アトリエ雑記…肖像画職人の徒然草/161123 | アトリエ雑記…肖像画職人の徒然草

アトリエ雑記…肖像画職人の徒然草/161123

 【晴】《22日の続き》
 書庫の北の壁いっぱいに置いてあるガラス戸棚の中には、何やら得体の知れないものが雑然としまってあった。

 高さが1m近くある下皿天秤の隣には、本物か偽物か分からないドクロが、空ろな目を向いてこっちを見ている。

 子供の腕で一抱え程もある水晶の山や、真っ黒な蒸気機関車の模型。

 物凄い量の天保通宝や一文銭の束があるかと思えば、どう見ても内臓としか見えない物が入っている巨大な標本瓶の列。

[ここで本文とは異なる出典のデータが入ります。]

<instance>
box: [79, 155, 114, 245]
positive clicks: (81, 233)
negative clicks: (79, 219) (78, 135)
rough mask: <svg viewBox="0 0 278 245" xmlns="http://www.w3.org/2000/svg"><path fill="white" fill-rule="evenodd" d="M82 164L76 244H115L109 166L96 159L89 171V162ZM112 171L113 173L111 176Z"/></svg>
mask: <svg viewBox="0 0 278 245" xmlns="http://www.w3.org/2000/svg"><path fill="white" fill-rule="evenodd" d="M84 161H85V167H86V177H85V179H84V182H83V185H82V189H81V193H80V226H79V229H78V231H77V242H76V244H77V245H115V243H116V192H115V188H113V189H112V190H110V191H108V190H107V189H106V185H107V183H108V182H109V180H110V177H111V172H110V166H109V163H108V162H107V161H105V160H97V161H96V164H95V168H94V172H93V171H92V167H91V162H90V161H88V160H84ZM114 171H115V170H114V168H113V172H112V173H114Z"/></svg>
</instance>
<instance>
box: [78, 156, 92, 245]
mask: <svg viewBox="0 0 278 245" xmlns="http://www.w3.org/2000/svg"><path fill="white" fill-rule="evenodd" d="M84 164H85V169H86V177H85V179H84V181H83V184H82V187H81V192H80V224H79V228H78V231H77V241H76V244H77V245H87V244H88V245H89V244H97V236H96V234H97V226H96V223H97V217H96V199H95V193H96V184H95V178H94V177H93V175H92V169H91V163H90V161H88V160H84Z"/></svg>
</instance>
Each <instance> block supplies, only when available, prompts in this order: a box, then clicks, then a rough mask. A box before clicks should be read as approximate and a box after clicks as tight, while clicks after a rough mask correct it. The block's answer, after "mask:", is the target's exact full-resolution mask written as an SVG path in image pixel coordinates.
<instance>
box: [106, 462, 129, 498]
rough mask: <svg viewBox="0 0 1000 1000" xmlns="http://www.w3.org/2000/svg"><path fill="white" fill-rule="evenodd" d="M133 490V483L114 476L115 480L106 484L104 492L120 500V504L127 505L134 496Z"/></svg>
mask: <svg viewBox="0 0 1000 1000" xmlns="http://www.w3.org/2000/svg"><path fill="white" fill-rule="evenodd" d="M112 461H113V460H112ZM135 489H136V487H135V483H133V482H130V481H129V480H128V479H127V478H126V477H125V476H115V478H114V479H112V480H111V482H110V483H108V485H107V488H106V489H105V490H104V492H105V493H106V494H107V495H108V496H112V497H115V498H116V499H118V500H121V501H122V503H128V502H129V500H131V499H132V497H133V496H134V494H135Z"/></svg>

 天井に近い所には、沢山の図案見本と呉服のポスターが山と積まれていた。

 でも私が一番興味を持ったのは、そこだけは板戸になっている一番下の戸棚の中だった。

 最初はなかなか開けられずに苦労したが、ようやく人一人が入れる位に開ける事が出来た戸の中には、子供用の鉄兜やコルク鉄砲、そして細密な作りのサーベルのオモチャなどが入っていた。

 誰がいつの頃この場所にしまったのか今では謎だったが、もしかしたら当事者は戦争で死んでしまって、この事を知っている人が誰もいなくなってしまったのかもしれない。

 そう思うと、この場所は何か神聖な小塚のような気がして、私は自分が聖所を侵す者に思えて、その時以来書庫に入り込む事はなかった。